Pillars of Effective Model Validation

When validation is required, it generally must occur before a model is first used, unless an urgent business need forces a temporary exception with strict controls. The guidance outlines several key components of a robust validation process:

    • Effective Challenge: Validation isn't a rubber stamp. It requires "effective challenge"—critical analysis by objective experts who have the technical know-how, independence, and organizational influence to effect change.
    • Conceptual Soundness: Validators must rigorously assess model design, key assumptions, data selection, and qualitative judgments.
    • Outcomes Analysis: A model's theoretical design doesn't matter if its real-world application fails. Banks must compare model outputs to real-world outcomes using tools like back-testing or outlier analysis. Persistent deviations might necessitate recalibrating or redeveloping the model.

The Third-Party Vendor Dilemma

A common challenge in modern banking is the reliance on third-party and vendor-provided models, data, or parameters. Because vendors often keep their underlying code or methodologies proprietary, banks face unique validation hurdles.

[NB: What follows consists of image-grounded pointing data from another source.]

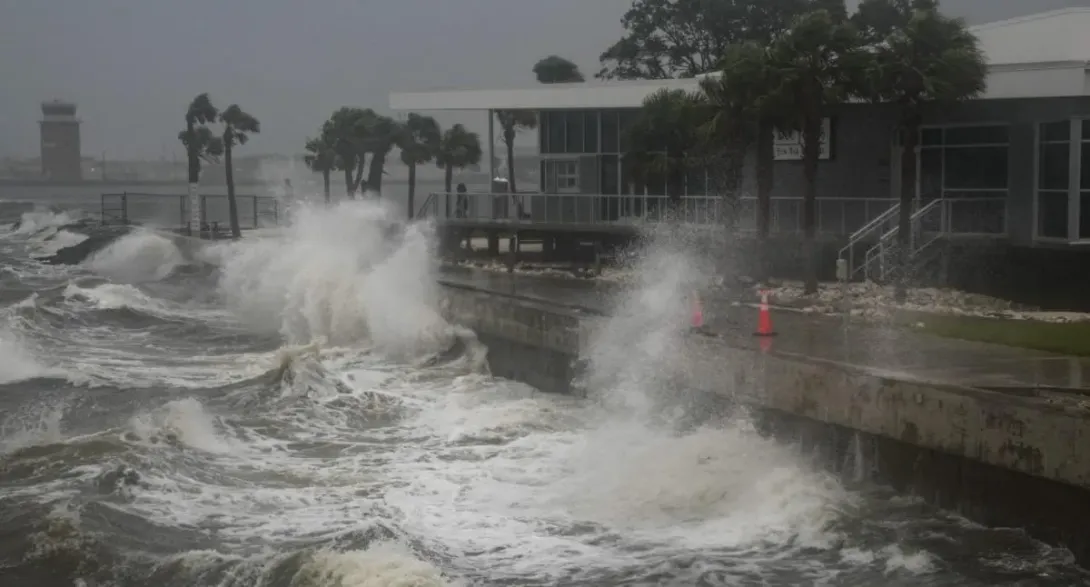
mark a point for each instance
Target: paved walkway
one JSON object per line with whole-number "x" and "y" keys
{"x": 896, "y": 351}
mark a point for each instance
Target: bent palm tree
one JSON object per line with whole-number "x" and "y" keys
{"x": 201, "y": 145}
{"x": 347, "y": 131}
{"x": 816, "y": 64}
{"x": 238, "y": 126}
{"x": 557, "y": 70}
{"x": 511, "y": 122}
{"x": 665, "y": 138}
{"x": 321, "y": 158}
{"x": 383, "y": 134}
{"x": 419, "y": 143}
{"x": 919, "y": 57}
{"x": 459, "y": 148}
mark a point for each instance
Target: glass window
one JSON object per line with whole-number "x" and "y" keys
{"x": 1052, "y": 215}
{"x": 543, "y": 132}
{"x": 591, "y": 131}
{"x": 574, "y": 131}
{"x": 976, "y": 135}
{"x": 567, "y": 175}
{"x": 610, "y": 141}
{"x": 626, "y": 119}
{"x": 931, "y": 136}
{"x": 931, "y": 173}
{"x": 556, "y": 133}
{"x": 1085, "y": 163}
{"x": 1085, "y": 215}
{"x": 1056, "y": 131}
{"x": 976, "y": 168}
{"x": 1053, "y": 166}
{"x": 610, "y": 176}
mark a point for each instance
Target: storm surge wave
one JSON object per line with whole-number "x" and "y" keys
{"x": 292, "y": 410}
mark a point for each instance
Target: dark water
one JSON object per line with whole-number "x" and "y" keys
{"x": 291, "y": 412}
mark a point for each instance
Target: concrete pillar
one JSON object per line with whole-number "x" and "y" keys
{"x": 492, "y": 148}
{"x": 548, "y": 247}
{"x": 512, "y": 252}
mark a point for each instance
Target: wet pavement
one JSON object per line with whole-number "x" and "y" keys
{"x": 896, "y": 352}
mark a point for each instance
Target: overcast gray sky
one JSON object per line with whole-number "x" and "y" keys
{"x": 132, "y": 65}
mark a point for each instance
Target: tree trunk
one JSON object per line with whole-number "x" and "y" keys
{"x": 232, "y": 207}
{"x": 349, "y": 192}
{"x": 765, "y": 160}
{"x": 910, "y": 129}
{"x": 811, "y": 149}
{"x": 412, "y": 191}
{"x": 359, "y": 174}
{"x": 509, "y": 142}
{"x": 194, "y": 175}
{"x": 448, "y": 180}
{"x": 375, "y": 173}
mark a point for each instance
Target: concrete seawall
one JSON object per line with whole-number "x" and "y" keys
{"x": 1000, "y": 459}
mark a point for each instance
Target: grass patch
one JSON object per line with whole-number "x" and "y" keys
{"x": 1066, "y": 339}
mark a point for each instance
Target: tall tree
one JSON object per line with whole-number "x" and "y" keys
{"x": 201, "y": 145}
{"x": 238, "y": 126}
{"x": 557, "y": 70}
{"x": 383, "y": 134}
{"x": 815, "y": 64}
{"x": 919, "y": 58}
{"x": 322, "y": 158}
{"x": 510, "y": 123}
{"x": 459, "y": 148}
{"x": 419, "y": 144}
{"x": 736, "y": 98}
{"x": 348, "y": 131}
{"x": 666, "y": 138}
{"x": 682, "y": 38}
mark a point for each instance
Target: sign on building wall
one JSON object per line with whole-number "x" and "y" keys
{"x": 788, "y": 145}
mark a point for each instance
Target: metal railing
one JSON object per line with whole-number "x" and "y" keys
{"x": 569, "y": 209}
{"x": 837, "y": 217}
{"x": 936, "y": 220}
{"x": 834, "y": 216}
{"x": 875, "y": 228}
{"x": 171, "y": 210}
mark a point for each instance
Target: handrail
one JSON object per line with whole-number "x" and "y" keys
{"x": 879, "y": 251}
{"x": 427, "y": 200}
{"x": 868, "y": 228}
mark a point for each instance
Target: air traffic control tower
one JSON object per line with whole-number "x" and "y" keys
{"x": 60, "y": 142}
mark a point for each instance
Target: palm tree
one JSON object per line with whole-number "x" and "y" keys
{"x": 557, "y": 70}
{"x": 419, "y": 144}
{"x": 238, "y": 126}
{"x": 511, "y": 122}
{"x": 383, "y": 134}
{"x": 201, "y": 145}
{"x": 665, "y": 138}
{"x": 814, "y": 64}
{"x": 919, "y": 58}
{"x": 347, "y": 131}
{"x": 322, "y": 158}
{"x": 459, "y": 148}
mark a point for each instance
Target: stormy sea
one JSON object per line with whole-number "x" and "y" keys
{"x": 291, "y": 410}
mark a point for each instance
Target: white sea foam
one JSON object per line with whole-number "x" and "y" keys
{"x": 349, "y": 273}
{"x": 17, "y": 363}
{"x": 136, "y": 257}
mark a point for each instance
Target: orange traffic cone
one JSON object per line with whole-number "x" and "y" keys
{"x": 698, "y": 313}
{"x": 764, "y": 318}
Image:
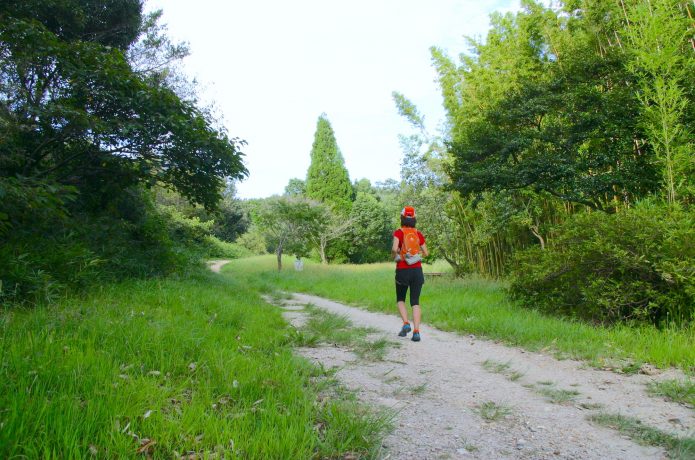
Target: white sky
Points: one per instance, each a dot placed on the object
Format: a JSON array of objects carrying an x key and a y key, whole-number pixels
[{"x": 271, "y": 67}]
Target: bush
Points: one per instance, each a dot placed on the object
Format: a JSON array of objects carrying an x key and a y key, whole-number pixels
[{"x": 632, "y": 266}]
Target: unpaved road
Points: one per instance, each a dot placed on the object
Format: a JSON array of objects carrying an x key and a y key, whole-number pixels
[{"x": 438, "y": 385}]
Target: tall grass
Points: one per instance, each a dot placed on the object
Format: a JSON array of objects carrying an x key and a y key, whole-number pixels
[
  {"x": 480, "y": 306},
  {"x": 166, "y": 368}
]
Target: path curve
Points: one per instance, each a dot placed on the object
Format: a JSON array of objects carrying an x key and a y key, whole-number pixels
[{"x": 438, "y": 386}]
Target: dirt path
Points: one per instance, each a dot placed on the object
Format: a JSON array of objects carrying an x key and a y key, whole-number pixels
[{"x": 450, "y": 405}]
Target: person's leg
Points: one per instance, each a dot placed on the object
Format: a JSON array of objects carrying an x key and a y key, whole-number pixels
[
  {"x": 401, "y": 290},
  {"x": 415, "y": 303},
  {"x": 403, "y": 311},
  {"x": 416, "y": 282}
]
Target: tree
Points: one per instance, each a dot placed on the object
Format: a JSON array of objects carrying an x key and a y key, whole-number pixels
[
  {"x": 295, "y": 187},
  {"x": 290, "y": 224},
  {"x": 370, "y": 230},
  {"x": 327, "y": 178},
  {"x": 75, "y": 113},
  {"x": 661, "y": 46},
  {"x": 563, "y": 120}
]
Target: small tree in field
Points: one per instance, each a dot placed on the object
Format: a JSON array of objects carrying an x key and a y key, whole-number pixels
[
  {"x": 290, "y": 224},
  {"x": 327, "y": 178}
]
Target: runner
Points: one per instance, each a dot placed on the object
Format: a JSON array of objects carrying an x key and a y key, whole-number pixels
[{"x": 407, "y": 251}]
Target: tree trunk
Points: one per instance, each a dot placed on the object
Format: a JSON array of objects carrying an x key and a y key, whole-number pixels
[
  {"x": 322, "y": 251},
  {"x": 278, "y": 252},
  {"x": 536, "y": 233}
]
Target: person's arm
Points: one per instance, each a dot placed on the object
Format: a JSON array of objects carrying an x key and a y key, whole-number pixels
[{"x": 394, "y": 248}]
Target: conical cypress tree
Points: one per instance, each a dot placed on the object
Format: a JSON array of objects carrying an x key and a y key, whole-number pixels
[{"x": 327, "y": 179}]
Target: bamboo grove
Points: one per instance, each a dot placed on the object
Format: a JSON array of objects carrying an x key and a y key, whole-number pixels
[{"x": 562, "y": 119}]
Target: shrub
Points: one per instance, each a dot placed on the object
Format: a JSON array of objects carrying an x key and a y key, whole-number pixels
[{"x": 632, "y": 266}]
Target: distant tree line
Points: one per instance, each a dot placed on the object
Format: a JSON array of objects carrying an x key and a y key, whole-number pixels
[{"x": 324, "y": 216}]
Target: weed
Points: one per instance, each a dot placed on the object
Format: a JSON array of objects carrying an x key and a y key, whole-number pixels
[
  {"x": 495, "y": 366},
  {"x": 189, "y": 363},
  {"x": 676, "y": 390},
  {"x": 481, "y": 307},
  {"x": 646, "y": 435},
  {"x": 502, "y": 368},
  {"x": 492, "y": 411},
  {"x": 556, "y": 395},
  {"x": 591, "y": 406}
]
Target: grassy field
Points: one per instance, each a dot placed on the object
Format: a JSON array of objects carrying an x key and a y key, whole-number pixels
[
  {"x": 198, "y": 367},
  {"x": 479, "y": 306}
]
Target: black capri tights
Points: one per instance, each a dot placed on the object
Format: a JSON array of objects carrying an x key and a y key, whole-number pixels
[{"x": 412, "y": 278}]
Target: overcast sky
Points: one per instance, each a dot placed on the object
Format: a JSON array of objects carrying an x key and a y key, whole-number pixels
[{"x": 272, "y": 67}]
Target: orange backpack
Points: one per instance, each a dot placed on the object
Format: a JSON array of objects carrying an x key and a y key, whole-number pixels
[{"x": 411, "y": 242}]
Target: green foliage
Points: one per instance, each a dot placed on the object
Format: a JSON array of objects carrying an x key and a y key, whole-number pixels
[
  {"x": 327, "y": 178},
  {"x": 370, "y": 230},
  {"x": 291, "y": 224},
  {"x": 253, "y": 241},
  {"x": 660, "y": 36},
  {"x": 543, "y": 106},
  {"x": 295, "y": 187},
  {"x": 479, "y": 306},
  {"x": 195, "y": 364},
  {"x": 635, "y": 265},
  {"x": 84, "y": 132},
  {"x": 675, "y": 390}
]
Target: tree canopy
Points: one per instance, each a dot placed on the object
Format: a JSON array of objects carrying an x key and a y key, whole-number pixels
[
  {"x": 74, "y": 112},
  {"x": 327, "y": 178}
]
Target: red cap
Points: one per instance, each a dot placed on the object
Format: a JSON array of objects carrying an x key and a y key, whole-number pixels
[{"x": 408, "y": 211}]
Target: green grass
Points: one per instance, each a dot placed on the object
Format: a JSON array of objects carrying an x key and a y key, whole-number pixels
[
  {"x": 198, "y": 365},
  {"x": 556, "y": 395},
  {"x": 681, "y": 448},
  {"x": 676, "y": 390},
  {"x": 326, "y": 327},
  {"x": 502, "y": 368},
  {"x": 481, "y": 307},
  {"x": 491, "y": 411}
]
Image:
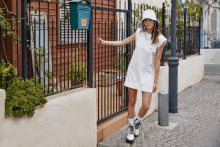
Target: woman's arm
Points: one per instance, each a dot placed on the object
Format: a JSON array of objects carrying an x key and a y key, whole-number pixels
[{"x": 118, "y": 43}]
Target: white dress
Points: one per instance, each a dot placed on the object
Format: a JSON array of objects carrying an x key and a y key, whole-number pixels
[{"x": 141, "y": 72}]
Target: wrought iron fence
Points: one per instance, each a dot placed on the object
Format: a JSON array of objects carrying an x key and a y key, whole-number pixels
[{"x": 62, "y": 58}]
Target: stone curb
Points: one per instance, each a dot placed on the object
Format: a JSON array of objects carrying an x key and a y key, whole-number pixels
[{"x": 118, "y": 139}]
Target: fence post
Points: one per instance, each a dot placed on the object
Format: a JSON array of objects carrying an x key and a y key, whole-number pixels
[
  {"x": 184, "y": 33},
  {"x": 24, "y": 38},
  {"x": 204, "y": 38},
  {"x": 199, "y": 32},
  {"x": 128, "y": 51},
  {"x": 173, "y": 63},
  {"x": 163, "y": 30},
  {"x": 90, "y": 51}
]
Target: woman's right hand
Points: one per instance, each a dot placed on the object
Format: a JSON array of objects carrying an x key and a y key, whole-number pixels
[{"x": 100, "y": 41}]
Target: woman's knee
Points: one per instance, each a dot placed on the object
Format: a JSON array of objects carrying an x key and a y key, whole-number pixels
[{"x": 146, "y": 106}]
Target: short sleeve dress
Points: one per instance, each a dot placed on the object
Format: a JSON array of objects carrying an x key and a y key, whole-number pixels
[{"x": 141, "y": 72}]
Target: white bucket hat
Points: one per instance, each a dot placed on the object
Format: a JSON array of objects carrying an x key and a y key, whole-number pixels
[{"x": 149, "y": 14}]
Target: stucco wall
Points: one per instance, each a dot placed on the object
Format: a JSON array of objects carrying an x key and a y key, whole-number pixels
[
  {"x": 67, "y": 120},
  {"x": 190, "y": 72}
]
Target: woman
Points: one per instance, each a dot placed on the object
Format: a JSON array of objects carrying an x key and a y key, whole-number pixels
[{"x": 141, "y": 75}]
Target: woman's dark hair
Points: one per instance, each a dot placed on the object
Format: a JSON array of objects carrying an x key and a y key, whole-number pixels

However, the guidance is firm: the use of a vendor does not excuse a bank from model risk management principles. Banks are still required to understand the vendor model's conceptual soundness, monitor its performance, and justify any customizations made to fit the bank's specific needs.

The Bottom Line

The revised guidance underscores that managing model risk is not a purely technical exercise; it requires multidisciplinary engagement, strong governance, and a clear understanding of a model's limitations. By adopting a tailored, materiality-driven approach, banks can foster innovation while protecting themselves against the potential for adverse financial consequences and flawed business decisions.

 


[i] Generative AI and agentic AI models are novel and rapidly evolving. As such, they are not within the scope of this guidance. Nonetheless, a banking organization’s risk management and governance practices should guide the determination of appropriate governance and controls for any tools, processes, or systems not covered in this document. However, the principles described in this guidance apply to traditional statistical and quantitative models and non-generative, non-agentic AI models.